PETSc CG solver uses more iterations than other CG solver
Matthew Knepley
knepley at gmail.com
Tue Mar 13 07:39:49 CDT 2007
On 3/13/07, Knut Erik Teigen <knutert at stud.ntnu.no> wrote:
> On Sat, 2007-03-10 at 11:55 -0600, Matthew Knepley wrote:
> > Something is obviously wrong. CG has a simple definition and so does ICC(0).
> > So I would suggest
> >
> > 1) Make sure you are comparing apples to apples. Usually, the other solver
> > will have something you have not turned on, like scaling.
> >
> > 2) Compare the iterates exactly. I do this all the time, and it is
> > the best way
> > to compare differences.
>
> Is there an easy way to do this with PETSc, or do I have to add print
> sentences to the source code and recompile?
Here is how I might do it:
a) Compare the solver configuration (-ksp_view). Are they both using
symmetric preconditioning, or is one left, etc.
b) Compare the residual at each iterate (-ksp_monitor)
c) Compare the iterate itself. You register your own monitor method
http://www-unix.mcs.anl.gov/petsc/petsc-as/snapshots/petsc-current/docs/manualpages/KSP/KSPSetMonitor.html
and then get the current residual
http://www-unix.mcs.anl.gov/petsc/petsc-as/snapshots/petsc-current/docs/manualpages/KSP/KSPBuildResidual.html
and output it with VecView().
Matt
> -Knut Erik-
> >
> > Matt
> >
> > On 3/10/07, knutert at stud.ntnu.no <knutert at stud.ntnu.no> wrote:
> > > Thank you for your reply.
> > >
> > > One boundary cell is defined to have constant pressure, since that
> > > makes the equation system have a unique solution. I tried your
> > > command, and it lowered the number of iterations for most of the time
> > > steps, but for some it reached the maximum number of iterations
> > > (10000) without converging.
> > >
> > > I also tried making all the boundaries von Neumann and using your
> > > command. That made the number of iterations more constant, instead of
> > > varying between 700 and 2000, it stayed on around 1200. But it
> > > actually increased the average number of iterations somewhat. Still
> > > far from the performance of the other solver.

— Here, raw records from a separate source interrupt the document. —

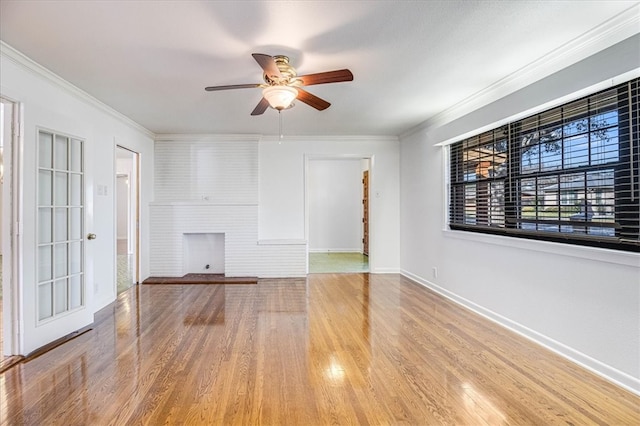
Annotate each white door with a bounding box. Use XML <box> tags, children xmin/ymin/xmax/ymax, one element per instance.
<box><xmin>31</xmin><ymin>130</ymin><xmax>93</xmax><ymax>347</ymax></box>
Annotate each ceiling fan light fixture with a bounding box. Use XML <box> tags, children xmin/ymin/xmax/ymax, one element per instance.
<box><xmin>262</xmin><ymin>86</ymin><xmax>298</xmax><ymax>111</ymax></box>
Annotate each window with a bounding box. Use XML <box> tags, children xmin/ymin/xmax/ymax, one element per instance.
<box><xmin>449</xmin><ymin>79</ymin><xmax>640</xmax><ymax>251</ymax></box>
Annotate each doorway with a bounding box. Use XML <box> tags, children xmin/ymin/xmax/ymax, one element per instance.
<box><xmin>0</xmin><ymin>98</ymin><xmax>20</xmax><ymax>367</ymax></box>
<box><xmin>306</xmin><ymin>156</ymin><xmax>370</xmax><ymax>273</ymax></box>
<box><xmin>116</xmin><ymin>146</ymin><xmax>140</xmax><ymax>293</ymax></box>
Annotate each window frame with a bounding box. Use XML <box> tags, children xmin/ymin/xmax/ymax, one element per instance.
<box><xmin>446</xmin><ymin>78</ymin><xmax>640</xmax><ymax>252</ymax></box>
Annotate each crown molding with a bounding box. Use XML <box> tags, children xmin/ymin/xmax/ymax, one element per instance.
<box><xmin>261</xmin><ymin>135</ymin><xmax>399</xmax><ymax>143</ymax></box>
<box><xmin>155</xmin><ymin>133</ymin><xmax>398</xmax><ymax>143</ymax></box>
<box><xmin>0</xmin><ymin>40</ymin><xmax>155</xmax><ymax>139</ymax></box>
<box><xmin>400</xmin><ymin>3</ymin><xmax>640</xmax><ymax>138</ymax></box>
<box><xmin>155</xmin><ymin>133</ymin><xmax>261</xmax><ymax>142</ymax></box>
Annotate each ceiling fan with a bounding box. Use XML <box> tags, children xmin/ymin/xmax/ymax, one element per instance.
<box><xmin>204</xmin><ymin>53</ymin><xmax>353</xmax><ymax>115</ymax></box>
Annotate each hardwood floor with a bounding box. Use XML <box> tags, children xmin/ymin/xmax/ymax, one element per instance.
<box><xmin>0</xmin><ymin>274</ymin><xmax>640</xmax><ymax>425</ymax></box>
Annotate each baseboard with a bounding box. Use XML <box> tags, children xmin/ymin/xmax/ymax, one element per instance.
<box><xmin>400</xmin><ymin>270</ymin><xmax>640</xmax><ymax>395</ymax></box>
<box><xmin>24</xmin><ymin>323</ymin><xmax>93</xmax><ymax>362</ymax></box>
<box><xmin>309</xmin><ymin>248</ymin><xmax>362</xmax><ymax>254</ymax></box>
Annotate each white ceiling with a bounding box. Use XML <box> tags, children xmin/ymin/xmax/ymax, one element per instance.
<box><xmin>0</xmin><ymin>0</ymin><xmax>640</xmax><ymax>135</ymax></box>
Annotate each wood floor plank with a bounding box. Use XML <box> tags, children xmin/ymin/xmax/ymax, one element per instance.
<box><xmin>0</xmin><ymin>274</ymin><xmax>640</xmax><ymax>425</ymax></box>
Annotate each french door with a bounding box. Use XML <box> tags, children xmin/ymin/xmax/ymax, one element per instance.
<box><xmin>35</xmin><ymin>130</ymin><xmax>88</xmax><ymax>324</ymax></box>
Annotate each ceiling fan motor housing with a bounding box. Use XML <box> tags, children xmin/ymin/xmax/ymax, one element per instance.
<box><xmin>263</xmin><ymin>55</ymin><xmax>298</xmax><ymax>86</ymax></box>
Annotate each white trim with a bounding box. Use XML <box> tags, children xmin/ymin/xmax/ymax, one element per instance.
<box><xmin>400</xmin><ymin>270</ymin><xmax>640</xmax><ymax>395</ymax></box>
<box><xmin>154</xmin><ymin>133</ymin><xmax>260</xmax><ymax>142</ymax></box>
<box><xmin>258</xmin><ymin>240</ymin><xmax>307</xmax><ymax>246</ymax></box>
<box><xmin>400</xmin><ymin>4</ymin><xmax>640</xmax><ymax>139</ymax></box>
<box><xmin>434</xmin><ymin>68</ymin><xmax>640</xmax><ymax>146</ymax></box>
<box><xmin>261</xmin><ymin>135</ymin><xmax>400</xmax><ymax>143</ymax></box>
<box><xmin>442</xmin><ymin>229</ymin><xmax>640</xmax><ymax>268</ymax></box>
<box><xmin>149</xmin><ymin>200</ymin><xmax>258</xmax><ymax>207</ymax></box>
<box><xmin>0</xmin><ymin>40</ymin><xmax>155</xmax><ymax>138</ymax></box>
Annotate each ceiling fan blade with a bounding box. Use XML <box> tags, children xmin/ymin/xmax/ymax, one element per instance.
<box><xmin>296</xmin><ymin>69</ymin><xmax>353</xmax><ymax>86</ymax></box>
<box><xmin>251</xmin><ymin>98</ymin><xmax>269</xmax><ymax>115</ymax></box>
<box><xmin>296</xmin><ymin>87</ymin><xmax>331</xmax><ymax>111</ymax></box>
<box><xmin>251</xmin><ymin>53</ymin><xmax>282</xmax><ymax>78</ymax></box>
<box><xmin>204</xmin><ymin>83</ymin><xmax>262</xmax><ymax>92</ymax></box>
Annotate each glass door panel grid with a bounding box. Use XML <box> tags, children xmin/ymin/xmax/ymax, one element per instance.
<box><xmin>36</xmin><ymin>130</ymin><xmax>85</xmax><ymax>321</ymax></box>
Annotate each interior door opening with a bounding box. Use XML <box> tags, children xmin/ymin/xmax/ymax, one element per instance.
<box><xmin>306</xmin><ymin>156</ymin><xmax>370</xmax><ymax>273</ymax></box>
<box><xmin>116</xmin><ymin>146</ymin><xmax>140</xmax><ymax>293</ymax></box>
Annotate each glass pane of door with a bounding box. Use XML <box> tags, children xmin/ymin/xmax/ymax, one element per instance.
<box><xmin>37</xmin><ymin>131</ymin><xmax>85</xmax><ymax>321</ymax></box>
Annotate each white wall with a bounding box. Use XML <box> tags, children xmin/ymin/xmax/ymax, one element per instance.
<box><xmin>307</xmin><ymin>158</ymin><xmax>362</xmax><ymax>253</ymax></box>
<box><xmin>151</xmin><ymin>135</ymin><xmax>400</xmax><ymax>278</ymax></box>
<box><xmin>401</xmin><ymin>36</ymin><xmax>640</xmax><ymax>392</ymax></box>
<box><xmin>258</xmin><ymin>136</ymin><xmax>400</xmax><ymax>273</ymax></box>
<box><xmin>0</xmin><ymin>45</ymin><xmax>153</xmax><ymax>354</ymax></box>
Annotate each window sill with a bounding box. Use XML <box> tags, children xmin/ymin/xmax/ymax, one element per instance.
<box><xmin>442</xmin><ymin>229</ymin><xmax>640</xmax><ymax>268</ymax></box>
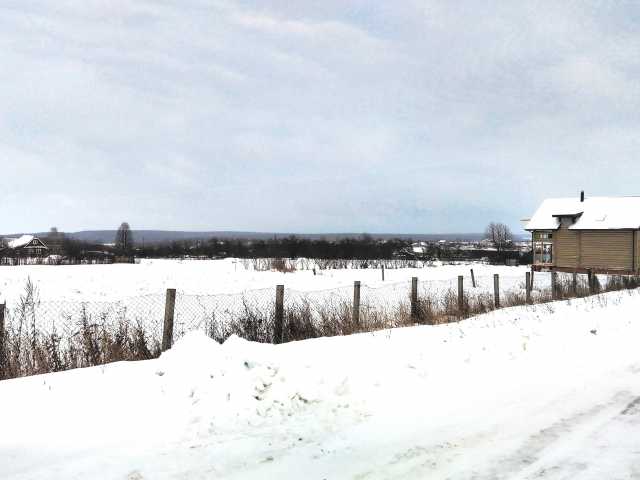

> > > I've also checked the convergence criteria, and it is the same for
> > > both solvers.
> > >
> > >
> > > Siterer Lisandro Dalcin <dalcinl at gmail.com>:
> > >
> > > > On 3/9/07, Knut Erik Teigen <knutert at stud.ntnu.no> wrote:
> > > >> To solve the Navier-Stokes equations, I use an explicit Runge-Kutta
> > > >> method with Chorin's projection method,
> > > >> so a Poisson equation with von Neumann boundary conditions for the
> > > >> pressure has to be solved at every time-step.
> > > >
> > > > All boundary conditions are Neumann type? In that case, please try to
> > > > run your program with the following command line option:
> > > >
> > > > -ksp_constant_null_space
> > > >
> > > > and let me know if this corrected your problem.
> > > >
> > > >
> > > > The equation system is
> > > >> positive definite, so I use the CG solver with the ICC preconditioner.
> > > >> The problem is that the PETSc solver seems to need a lot more iterations
> > > >> to reach the solution than another CG solver I'm using. On a small test
> > > >> problem(a rising bubble) with a 60x40 grid, the PETSc solver needs over
> > > >> 1000 iterations on average, while the other solver needs less than 100.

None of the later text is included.